Paro nacional de Profesores

Hoy finalizan los alumnos de 2º Bachiller su andadura este curso. Algunos irán a la prueba previa de acceso a la universidad, otros necesitarán una segunda oportunidad. Antes o después ya no estarán en estas aulas.

Todos los años, cuando las clases finalizan resuena en mi interior aquel poema de Machado:

 

Una tarde parda y fría 
de invierno. Los colegiales
estudian.

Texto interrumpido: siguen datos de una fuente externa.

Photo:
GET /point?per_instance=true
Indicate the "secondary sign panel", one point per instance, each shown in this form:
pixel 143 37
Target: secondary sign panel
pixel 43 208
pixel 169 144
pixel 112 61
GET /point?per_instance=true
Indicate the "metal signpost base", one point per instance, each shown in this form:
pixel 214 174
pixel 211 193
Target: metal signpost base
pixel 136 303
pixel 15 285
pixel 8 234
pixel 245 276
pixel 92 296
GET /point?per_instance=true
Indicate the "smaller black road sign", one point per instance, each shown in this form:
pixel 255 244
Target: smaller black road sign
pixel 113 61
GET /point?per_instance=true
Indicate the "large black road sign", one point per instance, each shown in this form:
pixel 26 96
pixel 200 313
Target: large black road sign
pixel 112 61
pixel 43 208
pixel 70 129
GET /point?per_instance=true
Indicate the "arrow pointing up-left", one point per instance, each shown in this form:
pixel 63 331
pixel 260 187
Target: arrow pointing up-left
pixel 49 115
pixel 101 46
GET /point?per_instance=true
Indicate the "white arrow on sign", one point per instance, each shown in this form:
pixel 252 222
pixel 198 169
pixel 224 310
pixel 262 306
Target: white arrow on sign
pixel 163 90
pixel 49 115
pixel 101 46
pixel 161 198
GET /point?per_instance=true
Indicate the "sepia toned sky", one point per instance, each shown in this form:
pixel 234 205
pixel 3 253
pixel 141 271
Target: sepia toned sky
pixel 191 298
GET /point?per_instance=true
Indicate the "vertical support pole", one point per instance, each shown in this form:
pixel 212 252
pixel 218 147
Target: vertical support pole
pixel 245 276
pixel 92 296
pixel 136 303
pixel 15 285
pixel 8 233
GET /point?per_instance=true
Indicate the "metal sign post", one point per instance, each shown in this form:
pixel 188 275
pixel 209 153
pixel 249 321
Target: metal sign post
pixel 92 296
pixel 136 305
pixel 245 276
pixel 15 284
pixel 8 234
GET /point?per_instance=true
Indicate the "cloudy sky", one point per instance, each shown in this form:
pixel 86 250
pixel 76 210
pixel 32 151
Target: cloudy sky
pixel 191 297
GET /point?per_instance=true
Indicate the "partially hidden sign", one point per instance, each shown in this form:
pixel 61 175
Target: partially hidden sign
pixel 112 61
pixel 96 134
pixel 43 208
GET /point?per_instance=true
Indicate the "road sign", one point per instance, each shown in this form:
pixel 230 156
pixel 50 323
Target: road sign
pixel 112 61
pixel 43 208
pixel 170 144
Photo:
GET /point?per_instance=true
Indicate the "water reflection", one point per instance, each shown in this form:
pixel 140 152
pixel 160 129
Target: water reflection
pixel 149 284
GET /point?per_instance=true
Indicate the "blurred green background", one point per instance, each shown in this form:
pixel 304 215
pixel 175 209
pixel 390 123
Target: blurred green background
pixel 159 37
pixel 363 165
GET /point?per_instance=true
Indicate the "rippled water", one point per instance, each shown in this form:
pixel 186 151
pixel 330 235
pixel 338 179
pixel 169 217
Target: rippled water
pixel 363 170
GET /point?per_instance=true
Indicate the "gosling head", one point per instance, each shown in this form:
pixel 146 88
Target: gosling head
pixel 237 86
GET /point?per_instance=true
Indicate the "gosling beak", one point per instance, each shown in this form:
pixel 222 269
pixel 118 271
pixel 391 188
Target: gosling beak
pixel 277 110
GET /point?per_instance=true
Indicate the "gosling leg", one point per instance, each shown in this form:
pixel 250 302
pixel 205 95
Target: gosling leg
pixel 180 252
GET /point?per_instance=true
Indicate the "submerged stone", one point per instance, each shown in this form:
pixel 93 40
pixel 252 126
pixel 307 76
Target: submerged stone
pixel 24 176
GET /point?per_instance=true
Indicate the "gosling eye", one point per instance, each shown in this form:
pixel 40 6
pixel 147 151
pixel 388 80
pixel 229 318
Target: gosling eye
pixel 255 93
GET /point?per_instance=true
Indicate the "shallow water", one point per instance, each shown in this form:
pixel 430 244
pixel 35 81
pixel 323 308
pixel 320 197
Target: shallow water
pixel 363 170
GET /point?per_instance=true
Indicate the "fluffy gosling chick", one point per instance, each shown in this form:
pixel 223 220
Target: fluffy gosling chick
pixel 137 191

Monotonía
de lluvia tras los cristales (…)

Con timbre sonoro y hueco
truena el maestro, un anciano
mal vestido, enjuto y seco,
que lleva un libro en la mano.

 

Esta imagen tiene cierta semejanza al pasaje de “Las nubes” de Azorín en Castilla o el agua del río en Nietzsche. En el fondo, los profesores, como las nubes o el agua, estamos en un eterno retorno: lo que nos rodea cambia con el paso de tiempo pero nosotros permanecemos impertérritos –parece- al paso de éste, pero por dentro también nos mudamos.

Tengo el ejemplo inefable de mi madre, profesora de matemáticas de instituto durante más de tres décadas. Cuando le preguntaba si no se cansaba de explicar siempre lo mismo, me contestaba que nunca era lo mismo porque sus alumnos, diferentes cada curso, necesitaban nuevas maneras de aprendizaje.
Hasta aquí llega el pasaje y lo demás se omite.